16. Adyen

The company that gave Paypal the wooden shoe.

Founders: Arnout Schuijff, Pieter van der Does (CEO)
Launched: 2006
Headquarters: Amsterdam
Funding:
$266 million (PitchBook)
Valuation: $2.3 billion (PitchBook)
Key technologies:
Software-defined security
Disrupting:
Online/mobile payments, software, credit cards

George Kavallines | CNBC

Most consumers likely never heard of Adyen — and the Amsterdam-based company is just fine with that. Started in 2006, it is one of the fastest-growing companies in the online payments industry and counts Uber, eBay, Netflix and Spotify among its customers. Unlike a customer-facing payment app like Apple Pay, Adyen (Surinamese for "start over again") works directly with merchants to give them a single-payment platform that can work in different regions around the world. It also courts brick-and-mortar retailers, selling them on the ability to use a single-payments system for both online and in-store sales.

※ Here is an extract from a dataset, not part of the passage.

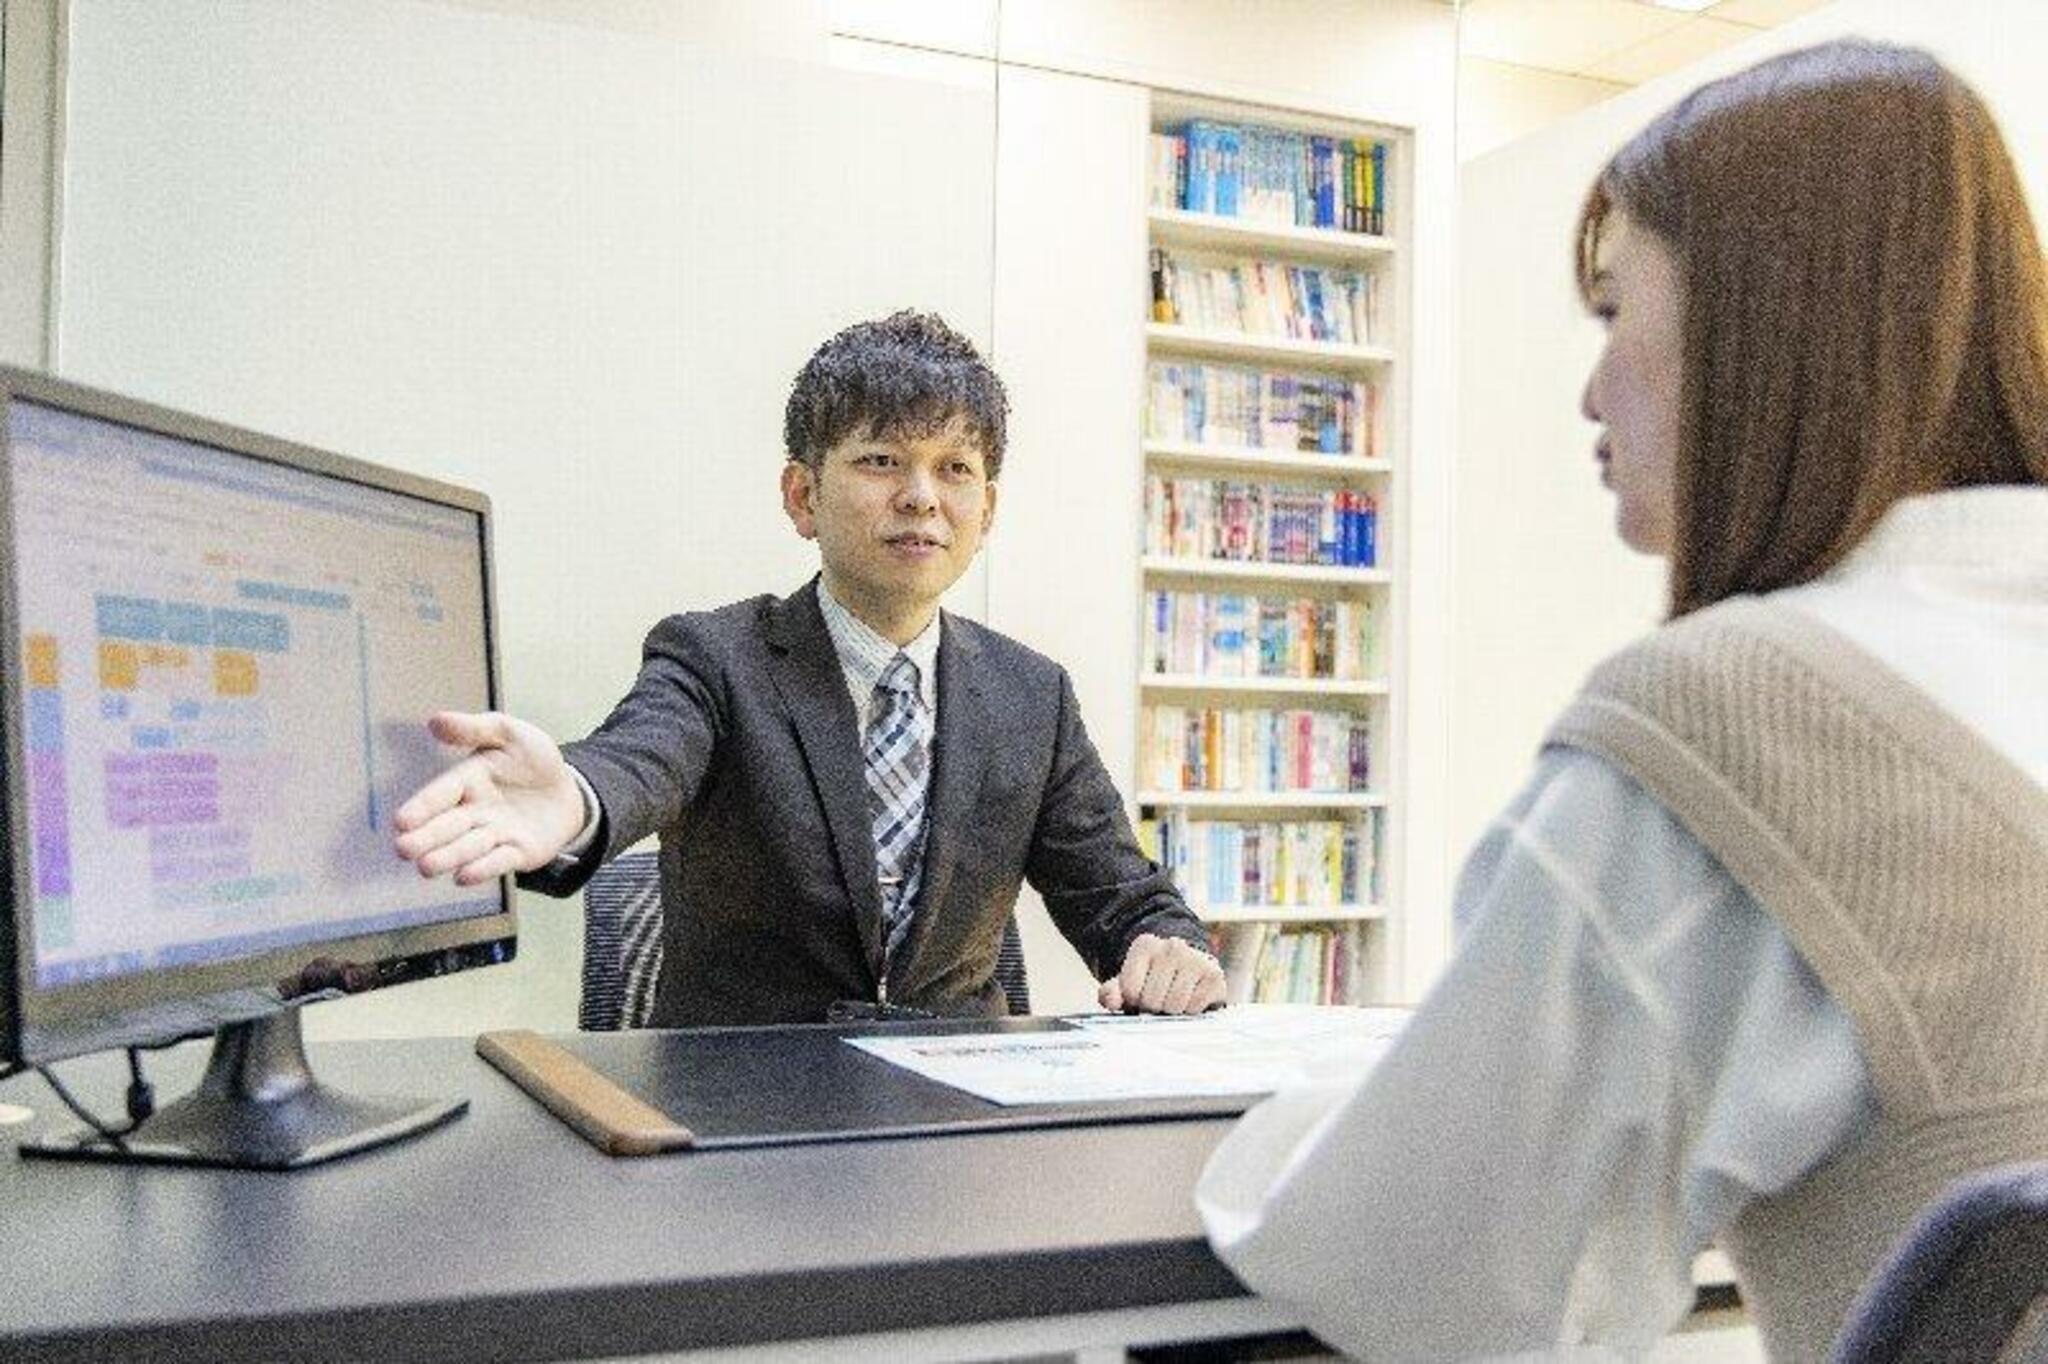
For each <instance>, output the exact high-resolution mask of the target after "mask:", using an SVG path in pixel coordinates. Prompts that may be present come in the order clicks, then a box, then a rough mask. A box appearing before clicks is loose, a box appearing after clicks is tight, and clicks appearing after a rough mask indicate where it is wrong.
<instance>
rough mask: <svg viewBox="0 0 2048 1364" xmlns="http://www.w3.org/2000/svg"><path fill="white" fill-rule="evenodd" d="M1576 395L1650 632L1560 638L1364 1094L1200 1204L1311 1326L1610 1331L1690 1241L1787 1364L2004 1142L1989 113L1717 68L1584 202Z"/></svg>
mask: <svg viewBox="0 0 2048 1364" xmlns="http://www.w3.org/2000/svg"><path fill="white" fill-rule="evenodd" d="M1577 279H1579V289H1581V293H1583V297H1585V303H1587V305H1589V309H1591V311H1593V313H1595V315H1597V317H1599V319H1602V324H1604V326H1606V350H1604V352H1602V358H1599V363H1597V367H1595V369H1593V373H1591V379H1589V381H1587V387H1585V397H1583V408H1585V414H1587V418H1591V420H1593V422H1597V424H1599V428H1602V434H1599V440H1597V446H1595V459H1597V465H1599V469H1602V477H1604V481H1606V483H1608V487H1612V489H1614V494H1616V502H1618V510H1616V522H1618V530H1620V537H1622V539H1624V541H1626V543H1628V545H1630V547H1634V549H1638V551H1642V553H1651V555H1661V557H1665V559H1667V561H1669V621H1667V623H1665V625H1663V627H1661V629H1657V631H1655V633H1651V635H1649V637H1645V639H1640V641H1636V643H1634V645H1630V647H1626V649H1622V651H1620V653H1616V655H1614V657H1610V659H1608V662H1606V664H1602V666H1599V668H1597V670H1595V672H1593V674H1591V678H1589V680H1587V682H1585V686H1583V690H1581V694H1579V696H1577V698H1575V700H1573V702H1571V705H1569V709H1567V711H1565V713H1563V715H1561V717H1559V719H1556V723H1554V725H1552V727H1550V733H1548V735H1546V741H1544V745H1542V752H1540V754H1538V760H1536V770H1534V774H1532V778H1530V782H1528V786H1526V788H1524V791H1522V793H1520V797H1518V799H1516V801H1513V803H1511V805H1509V807H1507V811H1505V813H1503V815H1501V819H1499V821H1497V823H1495V825H1493V827H1491V829H1489V832H1487V836H1485V838H1483V842H1481V844H1479V848H1475V852H1473V856H1470V860H1468V862H1466V868H1464V872H1462V877H1460V881H1458V889H1456V905H1454V911H1456V920H1458V922H1460V926H1462V942H1460V950H1458V954H1456V958H1454V961H1452V965H1450V969H1448V971H1446V975H1444V979H1442V981H1440V983H1438V987H1436V989H1434V991H1432V993H1430V997H1427V999H1425V1001H1423V1006H1421V1008H1419V1010H1417V1014H1415V1020H1413V1022H1411V1024H1409V1028H1407V1030H1405V1032H1403V1036H1401V1040H1399V1045H1397V1047H1395V1049H1393V1053H1391V1055H1389V1057H1386V1059H1384V1061H1382V1063H1380V1065H1378V1067H1376V1069H1374V1071H1372V1073H1370V1075H1368V1077H1366V1081H1364V1083H1362V1085H1348V1088H1341V1090H1337V1092H1325V1094H1317V1092H1315V1090H1303V1092H1294V1094H1282V1096H1276V1098H1274V1100H1270V1102H1268V1104H1264V1106H1260V1108H1257V1110H1253V1112H1251V1114H1249V1116H1247V1118H1245V1122H1243V1124H1239V1128H1235V1131H1233V1135H1231V1137H1229V1139H1227V1141H1225V1145H1223V1147H1221V1149H1219V1151H1217V1157H1214V1159H1212V1163H1210V1169H1208V1171H1206V1176H1204V1182H1202V1190H1200V1200H1202V1210H1204V1217H1206V1221H1208V1229H1210V1237H1212V1241H1214V1243H1217V1249H1219V1253H1223V1258H1225V1260H1227V1262H1229V1264H1231V1266H1233V1268H1235V1270H1237V1272H1239V1274H1241V1276H1243V1278H1245V1280H1247V1282H1249V1284H1251V1286H1253V1288H1255V1290H1260V1292H1262V1294H1268V1296H1272V1298H1276V1301H1280V1303H1286V1305H1292V1307H1294V1309H1298V1311H1300V1313H1303V1317H1305V1319H1307V1321H1309V1325H1311V1327H1313V1329H1317V1331H1319V1333H1323V1335H1325V1337H1327V1339H1329V1341H1331V1344H1335V1346H1339V1348H1343V1350H1348V1352H1354V1354H1358V1356H1362V1358H1372V1360H1380V1358H1386V1360H1450V1358H1475V1356H1499V1354H1513V1352H1530V1350H1552V1348H1556V1346H1561V1344H1571V1341H1602V1344H1608V1346H1614V1348H1620V1350H1624V1352H1630V1350H1647V1348H1649V1344H1651V1341H1655V1337H1659V1335H1661V1333H1663V1331H1667V1329H1669V1327H1671V1325H1673V1323H1675V1321H1677V1319H1679V1317H1681V1315H1683V1313H1686V1309H1688V1307H1690V1303H1692V1278H1690V1266H1692V1260H1694V1255H1696V1253H1698V1251H1700V1249H1704V1247H1706V1245H1708V1243H1720V1245H1722V1247H1724V1249H1726V1253H1729V1255H1731V1260H1733V1262H1735V1268H1737V1276H1739V1282H1741V1288H1743V1298H1745V1303H1747V1305H1749V1309H1751V1313H1753V1317H1755V1321H1757V1325H1759V1329H1761V1335H1763V1341H1765V1346H1767V1350H1769V1354H1772V1358H1776V1360H1819V1358H1823V1356H1825V1352H1827V1348H1829V1344H1831V1339H1833V1337H1835V1333H1837V1331H1839V1327H1841V1323H1843V1315H1845V1311H1847V1309H1849V1305H1851V1301H1853V1296H1855V1292H1858V1288H1860V1286H1862V1284H1864V1280H1866V1278H1868V1274H1870V1272H1872V1270H1874V1268H1876V1264H1878V1262H1880V1258H1882V1253H1884V1251H1886V1247H1888V1243H1890V1241H1892V1239H1894V1237H1896V1235H1898V1233H1901V1231H1903V1229H1905V1227H1907V1225H1909V1223H1911V1219H1913V1214H1915V1212H1917V1210H1919V1208H1921V1206H1923V1204H1925V1202H1927V1200H1929V1198H1931V1196H1933V1194H1935V1192H1937V1190H1942V1186H1946V1184H1948V1182H1952V1180H1954V1178H1958V1176H1962V1174H1968V1171H1972V1169H1980V1167H1989V1165H1997V1163H2003V1161H2011V1159H2044V1157H2048V485H2044V483H2048V287H2044V272H2042V254H2040V244H2038V240H2036V233H2034V223H2032V219H2030V215H2028V207H2025V201H2023V197H2021V190H2019V182H2017V178H2015V174H2013V166H2011V160H2009V156H2007V152H2005V143H2003V139H2001V135H1999V131H1997V125H1995V123H1993V119H1991V115H1989V111H1987V109H1985V102H1982V100H1980V98H1978V96H1976V92H1972V90H1970V88H1968V86H1966V84H1964V82H1962V80H1960V78H1958V76H1956V74H1954V72H1950V70H1946V68H1944V66H1942V63H1939V61H1935V59H1933V57H1929V55H1927V53H1921V51H1911V49H1901V47H1886V45H1876V43H1866V41H1839V43H1827V45H1821V47H1808V49H1802V51H1792V53H1786V55H1780V57H1774V59H1769V61H1763V63H1759V66H1755V68H1751V70H1745V72H1741V74H1735V76H1729V78H1724V80H1716V82H1712V84H1708V86H1704V88H1700V90H1698V92H1694V94H1692V96H1688V98H1686V100H1681V102H1679V104H1677V106H1673V109H1671V111H1667V113H1665V115H1663V117H1661V119H1657V121H1655V123H1653V125H1651V127H1647V129H1645V131H1642V133H1638V135H1636V137H1634V139H1630V141H1628V143H1626V145H1624V147H1622V150H1620V152H1618V154H1616V156H1614V158H1612V160H1610V162H1608V166H1606V168H1604V170H1602V172H1599V176H1597V182H1595V184H1593V188H1591V193H1589V197H1587V201H1585V207H1583V211H1581V217H1579V231H1577Z"/></svg>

Read More: FULL LIST: 2018 DISRUPTOR 50

The company is doing well with this strategy. It generated $1.14 billion in revenue last year, a 62 percent increase from 2016. Adyen claims it processed $122 billion in volume for merchants in 2017, a 61 percent uptick. In April, Reuters reported that the company is getting ready for a summer IPO that could value it at possibly more than $8 billion.

Given that Adyen has been profitable since 2011, raising new funds now isn't essential, but it would help bolster its expansion plans and new product offerings. Just this past year, it rolled out WeChat Pay, a popular mobile payment app in China, allowing Adyen merchants to offer WeChat Pay on their point-of-sale terminals worldwide. The addition of WeChat Pay means that Adyen merchants can now accept payments from China's three largest payment providers, including Alibaba's Alipay and China UnionPay.

Adyen has raised $266 million in funding from venture firms such as Iconiq Capital, General Atlantic and Index Ventures. The behind-the-scenes company made its own headlines recently when its customer, eBay, announced that it would be using Adyen rather than PayPal as its primary payments provider going forward.